Было не по-осеннему тепло, и прихожане не торопились утепляться. По сравнению с местными верующими, хиджаб Юлии выглядел весьма изысканно: бежевое полотняное платье до пят с длинными рукавами и белый кружевной платок. Талгат был одет в легкий серый костюм и тюбетейку, в которой его смуглое неулыбчивое лицо еще больше походило на идола.
Прежде, чем войти в мечеть, они сняли обувь. Талгат, свершив омовение, пробормотал:
– Бисмилляхи вас-саляму аля Расулюллах. Аллахумма афтахли абваба рахматик.

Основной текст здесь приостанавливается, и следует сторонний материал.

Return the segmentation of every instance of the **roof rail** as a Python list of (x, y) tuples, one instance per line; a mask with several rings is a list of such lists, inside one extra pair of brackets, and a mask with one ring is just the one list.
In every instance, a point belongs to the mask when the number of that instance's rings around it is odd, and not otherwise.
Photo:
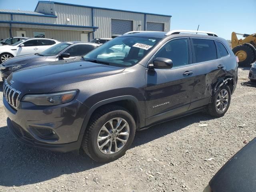
[(210, 36), (214, 36), (218, 37), (218, 35), (216, 33), (212, 32), (209, 32), (208, 31), (196, 31), (195, 30), (172, 30), (169, 32), (167, 32), (165, 35), (172, 35), (174, 34), (179, 34), (181, 32), (190, 32), (190, 33), (206, 33)]
[(133, 33), (142, 33), (144, 32), (162, 32), (162, 31), (129, 31), (127, 33), (124, 33), (123, 35), (127, 35), (127, 34), (132, 34)]

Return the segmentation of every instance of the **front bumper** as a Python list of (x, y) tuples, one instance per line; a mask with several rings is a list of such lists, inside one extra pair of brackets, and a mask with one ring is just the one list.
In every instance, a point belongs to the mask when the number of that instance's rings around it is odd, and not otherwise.
[[(83, 133), (80, 134), (86, 108), (76, 100), (51, 106), (36, 106), (21, 102), (12, 108), (4, 97), (7, 124), (10, 132), (20, 142), (50, 150), (68, 152), (80, 148)], [(57, 138), (43, 137), (38, 129), (51, 130)]]
[(249, 78), (253, 80), (256, 80), (256, 68), (251, 68), (249, 72)]

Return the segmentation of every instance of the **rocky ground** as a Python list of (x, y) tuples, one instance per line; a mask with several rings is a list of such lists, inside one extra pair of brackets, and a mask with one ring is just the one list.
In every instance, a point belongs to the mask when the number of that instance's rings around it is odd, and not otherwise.
[(256, 87), (241, 85), (249, 69), (239, 69), (224, 117), (200, 113), (138, 132), (125, 155), (106, 164), (20, 144), (6, 126), (1, 94), (0, 191), (202, 192), (244, 142), (256, 136)]

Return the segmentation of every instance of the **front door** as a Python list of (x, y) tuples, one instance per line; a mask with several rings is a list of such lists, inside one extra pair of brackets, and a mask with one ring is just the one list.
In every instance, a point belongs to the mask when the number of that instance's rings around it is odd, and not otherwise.
[(81, 33), (81, 41), (88, 42), (88, 34), (87, 33)]
[(154, 56), (171, 59), (173, 66), (146, 72), (146, 126), (188, 110), (194, 80), (190, 44), (188, 38), (172, 40)]
[(26, 37), (26, 31), (16, 31), (17, 37)]

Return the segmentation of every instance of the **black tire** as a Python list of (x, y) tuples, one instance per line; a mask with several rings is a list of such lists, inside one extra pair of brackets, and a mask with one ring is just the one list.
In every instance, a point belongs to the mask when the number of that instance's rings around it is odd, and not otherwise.
[(238, 66), (240, 67), (249, 67), (250, 66), (254, 58), (256, 58), (255, 52), (252, 48), (246, 44), (238, 45), (232, 50), (234, 54), (236, 56), (238, 54), (240, 51), (243, 51), (246, 54), (246, 58), (243, 61), (238, 62)]
[(13, 57), (13, 55), (8, 53), (3, 53), (1, 54), (0, 54), (0, 64), (2, 64), (4, 61), (3, 61), (2, 60), (3, 58), (2, 58), (2, 57), (3, 57), (4, 56), (7, 56), (10, 57), (10, 59)]
[[(129, 125), (130, 134), (122, 148), (115, 153), (107, 154), (102, 152), (98, 147), (97, 138), (102, 126), (108, 121), (115, 118), (121, 118), (126, 121)], [(82, 147), (86, 154), (97, 162), (103, 163), (112, 161), (125, 154), (133, 141), (135, 132), (135, 121), (128, 110), (120, 106), (106, 106), (97, 110), (91, 118), (84, 133)]]
[[(221, 91), (223, 90), (226, 90), (228, 92), (228, 102), (227, 106), (226, 108), (226, 109), (222, 112), (220, 112), (217, 109), (217, 100), (218, 98), (218, 95), (220, 93)], [(218, 90), (217, 90), (215, 93), (214, 94), (213, 98), (212, 99), (212, 102), (208, 104), (207, 106), (207, 110), (208, 114), (214, 117), (220, 117), (223, 116), (226, 113), (230, 103), (230, 100), (231, 98), (231, 92), (229, 87), (226, 85), (225, 85), (222, 86)]]

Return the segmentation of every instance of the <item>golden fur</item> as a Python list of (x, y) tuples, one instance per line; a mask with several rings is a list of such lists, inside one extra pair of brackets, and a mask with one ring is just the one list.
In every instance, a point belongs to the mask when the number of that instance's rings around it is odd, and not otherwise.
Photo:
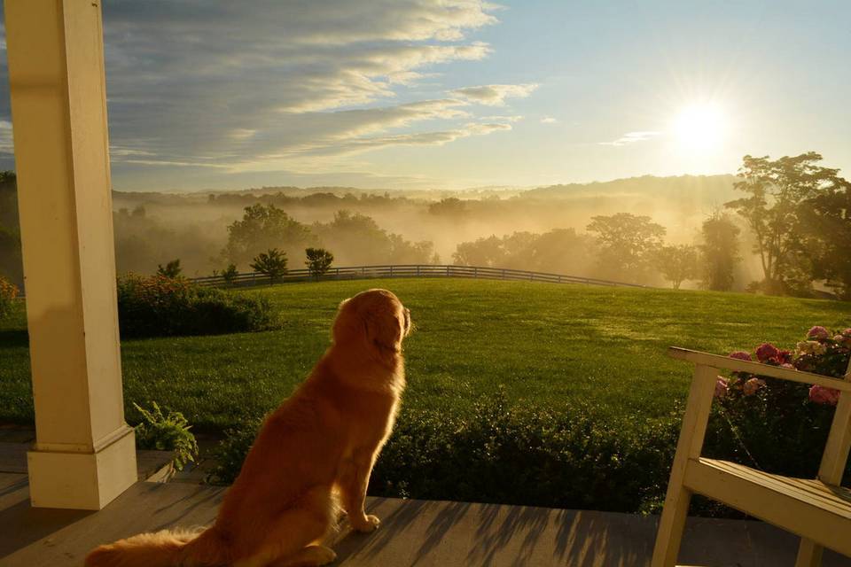
[(337, 507), (371, 532), (363, 499), (405, 387), (402, 341), (410, 317), (395, 295), (369, 290), (340, 306), (332, 346), (271, 414), (200, 533), (144, 533), (93, 550), (87, 567), (285, 567), (334, 560), (322, 545)]

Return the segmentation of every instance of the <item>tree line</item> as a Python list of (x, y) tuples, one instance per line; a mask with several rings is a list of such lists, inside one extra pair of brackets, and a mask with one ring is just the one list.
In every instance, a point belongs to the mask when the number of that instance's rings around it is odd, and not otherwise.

Юлия уже знала, что это означало «Я вступаю сюда с именем Аллаха и молитвой благословения его Посланнику. О Аллах, открой мне двери твоей милости».
Она огляделась. На полу чистые ковры. Впереди, ближе к нише с кафедрой для имама, в два ряда крашеные скамейки. На них сидят мужчины, в основном, старики. Молодежь на ногах, справа, слева. Женщины в платках позади, где тоже стоят две пустующих скамьи. Народ ждал проповеди.
Талгат прошел вперед, сел рядом с седобородым и худым бабаем.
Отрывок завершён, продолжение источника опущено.